On 26/02/2018 20:27, bartc wrote:
On 26/02/2018 19:50, Chris Angelico wrote:
On Tue, Feb 27, 2018 at 6:37 AM, Rick Johnson

So what? Latency is latency. And whether it occurs over the
course of one heavily recursive algorithm that constitutes
the depth and breadth of an entire program (a la fib()), or
it is the incremental cumulative consequence of the entire
program execution, the fact remains that function call
overhead contributes to a significant portion of the latency
inherent in some trivial, and *ALL* non-trivial, modern
software.

[Sorry, the bit of your (Chris') post I replied to got chopped by mistake. Here is my post again with the right context:]

CA:
> By saying "the fact remains", you're handwaving away the work of
> actually measuring that function call overhead is "significant". Can
> you show me those numbers? Steve's point is that it is NOT
> significant, because non-toy functions have non-trivial bodies. If you
> wish to disagree, you have to demonstrate that the function call is
> *itself* costly, even when there's a real body to it.
>

Take the last bit of Python I posted, which was that RNG test.

It uses this function:

  def i64(x): return x & 0xFFFFFFFFFFFFFFFF

This is a small function, but it can't be a toy one as it was suggested by Ned Batchelder. And the test program wasn't at all recursive.

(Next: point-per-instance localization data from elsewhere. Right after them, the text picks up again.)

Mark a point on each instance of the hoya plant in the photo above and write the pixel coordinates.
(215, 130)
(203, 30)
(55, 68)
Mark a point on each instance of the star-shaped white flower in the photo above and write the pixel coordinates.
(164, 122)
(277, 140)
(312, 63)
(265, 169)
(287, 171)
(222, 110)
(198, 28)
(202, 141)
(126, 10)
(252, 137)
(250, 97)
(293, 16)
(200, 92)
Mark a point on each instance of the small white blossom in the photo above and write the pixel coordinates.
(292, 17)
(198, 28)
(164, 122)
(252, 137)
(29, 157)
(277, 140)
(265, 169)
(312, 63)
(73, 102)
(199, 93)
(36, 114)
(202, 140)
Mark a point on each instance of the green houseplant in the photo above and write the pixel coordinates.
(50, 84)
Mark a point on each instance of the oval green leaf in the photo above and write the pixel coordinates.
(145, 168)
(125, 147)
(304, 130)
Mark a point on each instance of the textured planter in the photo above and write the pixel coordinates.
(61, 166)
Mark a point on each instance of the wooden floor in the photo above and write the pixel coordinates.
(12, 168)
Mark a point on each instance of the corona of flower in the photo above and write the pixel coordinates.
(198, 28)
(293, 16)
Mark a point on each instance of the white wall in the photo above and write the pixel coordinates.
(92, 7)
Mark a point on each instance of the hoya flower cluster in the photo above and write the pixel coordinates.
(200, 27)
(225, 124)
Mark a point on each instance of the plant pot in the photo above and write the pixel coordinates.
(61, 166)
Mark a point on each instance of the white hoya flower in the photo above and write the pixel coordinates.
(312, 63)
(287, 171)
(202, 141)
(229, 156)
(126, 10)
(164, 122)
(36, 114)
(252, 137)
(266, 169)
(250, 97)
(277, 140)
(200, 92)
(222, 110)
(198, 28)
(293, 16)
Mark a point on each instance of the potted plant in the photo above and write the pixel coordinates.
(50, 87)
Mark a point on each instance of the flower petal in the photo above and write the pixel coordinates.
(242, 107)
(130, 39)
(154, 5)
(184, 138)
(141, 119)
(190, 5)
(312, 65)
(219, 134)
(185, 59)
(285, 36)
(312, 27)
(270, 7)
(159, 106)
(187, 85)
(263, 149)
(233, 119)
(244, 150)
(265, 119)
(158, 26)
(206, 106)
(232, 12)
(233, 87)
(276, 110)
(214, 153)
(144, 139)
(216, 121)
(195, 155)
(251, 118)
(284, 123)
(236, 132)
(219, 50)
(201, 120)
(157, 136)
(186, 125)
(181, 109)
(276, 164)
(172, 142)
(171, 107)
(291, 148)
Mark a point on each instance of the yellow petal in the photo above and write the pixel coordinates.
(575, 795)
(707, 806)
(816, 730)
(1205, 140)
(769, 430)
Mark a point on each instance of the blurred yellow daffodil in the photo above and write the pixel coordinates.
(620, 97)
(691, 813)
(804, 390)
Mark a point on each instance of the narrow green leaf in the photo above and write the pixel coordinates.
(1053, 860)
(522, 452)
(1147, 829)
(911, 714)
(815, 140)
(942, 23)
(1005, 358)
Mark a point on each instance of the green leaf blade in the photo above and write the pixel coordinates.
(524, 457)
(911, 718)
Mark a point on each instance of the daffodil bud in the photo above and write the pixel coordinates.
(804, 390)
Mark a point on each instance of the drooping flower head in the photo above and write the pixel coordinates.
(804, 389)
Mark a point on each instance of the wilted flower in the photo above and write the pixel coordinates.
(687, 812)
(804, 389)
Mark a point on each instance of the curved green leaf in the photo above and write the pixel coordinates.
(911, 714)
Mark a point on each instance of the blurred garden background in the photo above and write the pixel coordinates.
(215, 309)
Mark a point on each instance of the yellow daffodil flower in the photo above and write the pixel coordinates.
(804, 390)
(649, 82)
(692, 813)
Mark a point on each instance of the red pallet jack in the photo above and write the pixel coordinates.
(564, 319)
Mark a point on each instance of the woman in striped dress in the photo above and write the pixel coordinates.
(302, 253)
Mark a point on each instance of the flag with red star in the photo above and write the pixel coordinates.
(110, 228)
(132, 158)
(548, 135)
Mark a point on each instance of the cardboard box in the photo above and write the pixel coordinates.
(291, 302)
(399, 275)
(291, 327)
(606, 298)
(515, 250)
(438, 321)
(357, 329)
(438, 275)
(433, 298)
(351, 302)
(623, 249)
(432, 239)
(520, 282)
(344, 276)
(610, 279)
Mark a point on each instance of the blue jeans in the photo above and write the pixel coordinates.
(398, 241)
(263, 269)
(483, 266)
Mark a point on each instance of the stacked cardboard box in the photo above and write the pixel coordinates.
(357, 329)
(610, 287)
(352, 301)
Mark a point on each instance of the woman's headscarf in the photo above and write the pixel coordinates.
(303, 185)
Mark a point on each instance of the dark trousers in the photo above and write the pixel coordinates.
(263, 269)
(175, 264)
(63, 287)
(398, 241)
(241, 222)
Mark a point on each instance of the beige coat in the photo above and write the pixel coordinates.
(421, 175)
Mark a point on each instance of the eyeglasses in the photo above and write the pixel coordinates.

Running the program with N=10_000_000 took 46 seconds.

Replacing the i64() call with '&m' (where m is a global set to 0xFFFFFFFFFFFFFFFF), it took 38 seconds.

So putting that fix into a function, which is convenient for coding, maintenance and readability, cost 20% in runtime.

Going the other way, having i64() call another function i64a() which does the work, common when using wrapper functions, it took 60 seconds. A 30% slowdown, even though most of the work is doing numeric shifts and adds.

So function calls do seem to be expensive operations in CPython, and any benchmarks which highlight that fact should be welcomed.

(Note than none of this seems to affect PyPy, which ran at the same speed with i64(), without it, or with both i64() and i64a().)